Yes, the families we are born into have a huge impact on what ultimately happens to us but the best way politics can influence the families we are born into is by changing the education system so all the children in America truly have an equal opportunity to succeed.  The facts are indisputable—it costs less to educate than to incarcerate and most prisoners are under educated.  In 2006 the national average cost per student was $9, 644 dollars.  In 2004 the national average cost per prisoner was $22,600 dollars.  In 2004 75% of those in the state prison system and 59% of those in the federal prison systems were high school drop outs.  Of those who reported having jobs prior to incarceration the average pay was under $1000 dollars per month and a significant number were unemployed.  Employment is also directly linked to education.
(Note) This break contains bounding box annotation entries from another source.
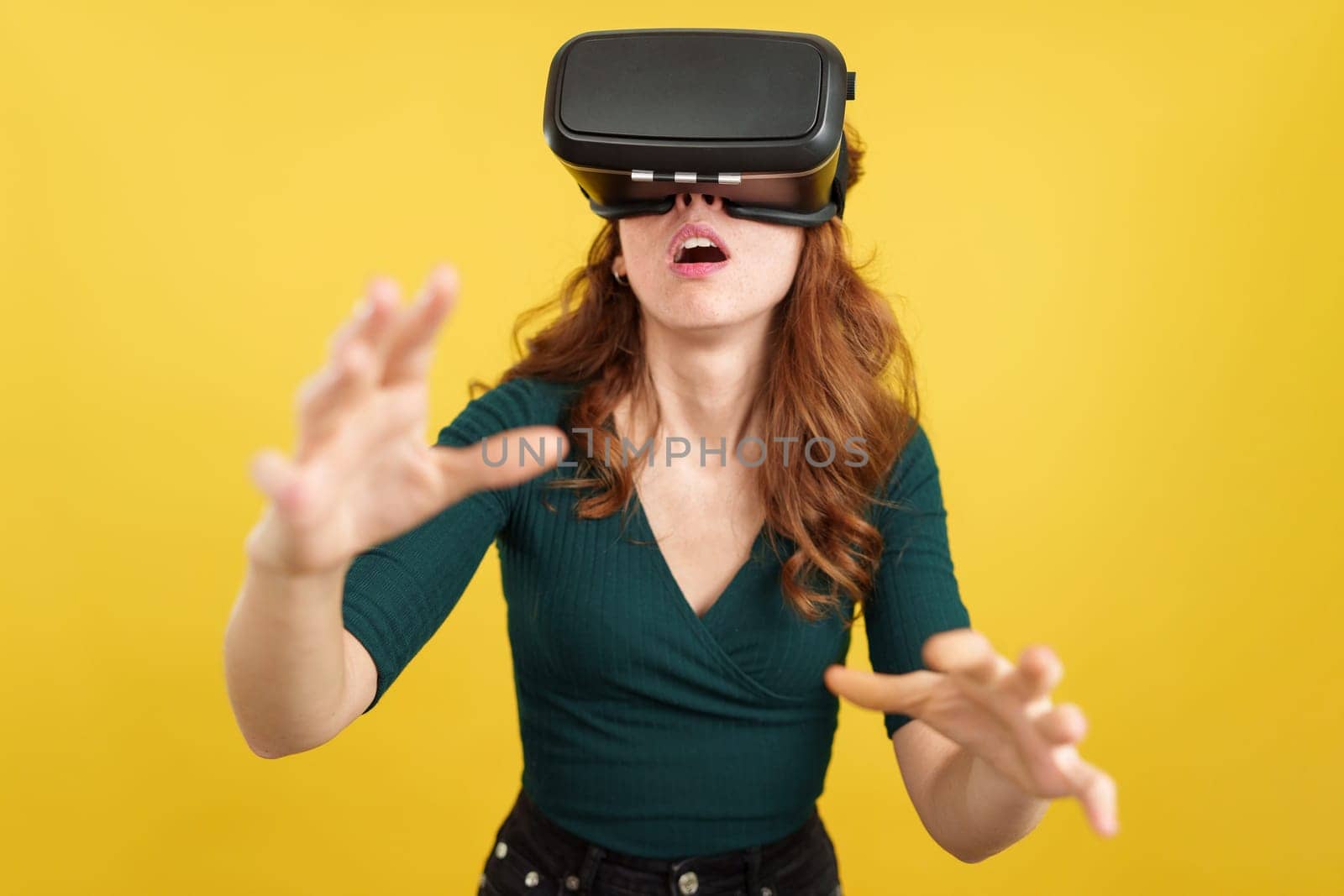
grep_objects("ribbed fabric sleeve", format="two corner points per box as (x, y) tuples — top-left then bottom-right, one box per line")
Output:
(341, 380), (533, 712)
(863, 425), (970, 739)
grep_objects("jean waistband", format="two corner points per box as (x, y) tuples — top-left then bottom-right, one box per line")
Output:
(515, 790), (820, 873)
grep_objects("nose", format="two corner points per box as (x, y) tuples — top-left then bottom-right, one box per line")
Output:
(676, 193), (722, 208)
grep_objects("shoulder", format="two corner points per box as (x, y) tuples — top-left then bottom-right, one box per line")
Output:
(438, 376), (583, 445)
(878, 421), (943, 520)
(885, 421), (938, 497)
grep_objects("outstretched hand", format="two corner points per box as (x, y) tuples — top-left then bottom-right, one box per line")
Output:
(824, 629), (1120, 837)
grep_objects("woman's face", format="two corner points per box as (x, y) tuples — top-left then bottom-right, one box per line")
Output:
(614, 193), (802, 329)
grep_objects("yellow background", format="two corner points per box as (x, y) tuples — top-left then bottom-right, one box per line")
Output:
(0, 2), (1344, 896)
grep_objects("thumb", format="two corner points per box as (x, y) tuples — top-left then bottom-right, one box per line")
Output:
(822, 663), (941, 716)
(433, 426), (570, 501)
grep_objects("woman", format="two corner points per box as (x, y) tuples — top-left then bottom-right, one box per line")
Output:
(226, 125), (1116, 896)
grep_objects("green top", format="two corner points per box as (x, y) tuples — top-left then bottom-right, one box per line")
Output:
(343, 379), (969, 858)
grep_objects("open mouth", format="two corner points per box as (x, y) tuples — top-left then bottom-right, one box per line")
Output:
(672, 237), (728, 265)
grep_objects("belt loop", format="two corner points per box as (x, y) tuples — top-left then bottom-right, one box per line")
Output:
(748, 845), (761, 896)
(580, 844), (606, 896)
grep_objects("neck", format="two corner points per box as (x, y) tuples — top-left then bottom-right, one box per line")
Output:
(634, 314), (771, 455)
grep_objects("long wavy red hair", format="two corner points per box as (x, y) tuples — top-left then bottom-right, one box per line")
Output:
(470, 123), (919, 623)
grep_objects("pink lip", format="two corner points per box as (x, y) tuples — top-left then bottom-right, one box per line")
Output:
(667, 222), (732, 277)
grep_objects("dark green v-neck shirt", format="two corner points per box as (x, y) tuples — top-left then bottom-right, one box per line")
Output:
(343, 379), (969, 858)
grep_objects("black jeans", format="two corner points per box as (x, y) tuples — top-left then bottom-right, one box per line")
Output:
(477, 790), (843, 896)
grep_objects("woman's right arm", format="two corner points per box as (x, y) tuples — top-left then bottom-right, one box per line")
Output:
(224, 266), (563, 757)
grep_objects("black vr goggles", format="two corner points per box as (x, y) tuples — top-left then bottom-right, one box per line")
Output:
(543, 29), (855, 227)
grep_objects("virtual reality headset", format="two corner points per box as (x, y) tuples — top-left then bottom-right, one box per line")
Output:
(543, 29), (855, 227)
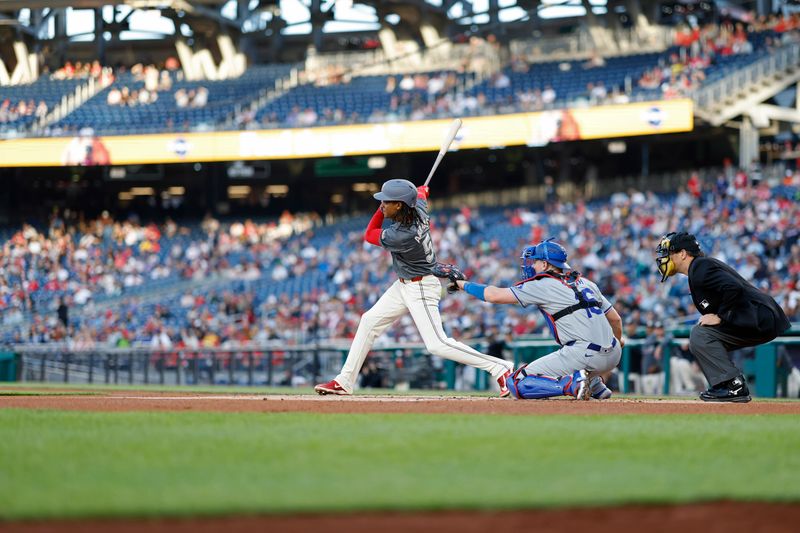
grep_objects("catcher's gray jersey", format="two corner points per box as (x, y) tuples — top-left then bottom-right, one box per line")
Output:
(381, 198), (436, 279)
(511, 277), (614, 346)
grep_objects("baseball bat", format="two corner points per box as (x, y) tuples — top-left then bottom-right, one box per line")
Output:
(423, 118), (461, 186)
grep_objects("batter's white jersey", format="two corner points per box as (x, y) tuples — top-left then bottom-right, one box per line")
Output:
(511, 277), (614, 346)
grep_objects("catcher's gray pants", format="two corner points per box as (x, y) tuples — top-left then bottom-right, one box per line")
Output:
(689, 325), (765, 387)
(525, 342), (622, 377)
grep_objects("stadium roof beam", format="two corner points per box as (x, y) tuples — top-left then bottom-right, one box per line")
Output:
(0, 13), (37, 37)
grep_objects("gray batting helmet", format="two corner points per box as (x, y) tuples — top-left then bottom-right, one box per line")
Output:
(373, 179), (417, 207)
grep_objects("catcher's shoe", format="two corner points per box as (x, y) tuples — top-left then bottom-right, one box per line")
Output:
(589, 376), (614, 400)
(564, 370), (592, 401)
(497, 370), (511, 398)
(314, 379), (350, 396)
(700, 376), (753, 403)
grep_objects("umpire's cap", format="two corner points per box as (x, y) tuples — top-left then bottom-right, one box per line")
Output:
(373, 179), (417, 207)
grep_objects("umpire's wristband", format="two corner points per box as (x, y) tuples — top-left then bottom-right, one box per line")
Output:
(464, 281), (486, 302)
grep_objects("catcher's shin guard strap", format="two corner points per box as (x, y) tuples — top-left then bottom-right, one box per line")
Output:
(464, 281), (486, 302)
(509, 375), (564, 400)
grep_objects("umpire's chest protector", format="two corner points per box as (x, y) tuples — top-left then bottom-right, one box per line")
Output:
(688, 257), (790, 338)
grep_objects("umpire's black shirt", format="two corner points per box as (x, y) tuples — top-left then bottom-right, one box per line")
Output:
(688, 257), (791, 342)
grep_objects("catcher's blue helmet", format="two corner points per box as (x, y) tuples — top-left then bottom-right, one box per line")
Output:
(520, 237), (572, 279)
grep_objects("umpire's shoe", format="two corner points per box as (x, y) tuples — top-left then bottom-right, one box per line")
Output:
(314, 379), (350, 396)
(700, 376), (752, 403)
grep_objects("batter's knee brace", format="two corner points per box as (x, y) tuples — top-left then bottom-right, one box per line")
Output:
(418, 339), (450, 356)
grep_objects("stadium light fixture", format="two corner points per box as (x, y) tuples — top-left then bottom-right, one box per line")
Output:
(228, 185), (250, 198)
(264, 185), (289, 196)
But before you mistakenly think this post is just another plea to give more money to education remember what we truly need is to find representatives who are willing to make education a priority.  Caring about education is not only about more money; it is also about using the money we have wisely and about changing the system we have so it works for more people.  There in lies our bigger problem.

When money and power in politics keep feeding themselves in order to stay rich and powerful fewer and fewer will be represented.  When we have a given number of people and a limited amount of resources it stands to reason that more can have a little or a few can have a lot.  When the little is enough to sustain the population we find balance but if a few insist on having more than they need others will have less and balance will be disrupted.

Today, the only politicians (republican or democrat) who seem able to run for office are those who can buy their way in.  The effort it would take to develop and sustain a grassroots organization (a third political party) not dependent on large amounts of money seems overwhelming.  Yet, at least one lesson we can learn from the Occupy Movement is that it doesn’t always take money to communicate.  In fact in the internet age it doesn’t even take traditional media.  The problem however is that the Occupiers who vote still seem to be stuck in a lesser-of-two-evils mentality and have so far rejected a let’s-start-over mentality.  Meanwhile those who don’t like either choice have sadly quit voting rather than banding together to put forth better options.

We may need a truly lopsided election followed by another four years of little to no change before we are willing to understand what a small differences exist between the two parties.  And truthfully, we may need to feel a bit stronger pinch in our pocket books before we’re ready to take action.  In the end, I believe once we decide to occupy the ballot box the 99% can be heard.  Until then, we will be stuck doing business as usual.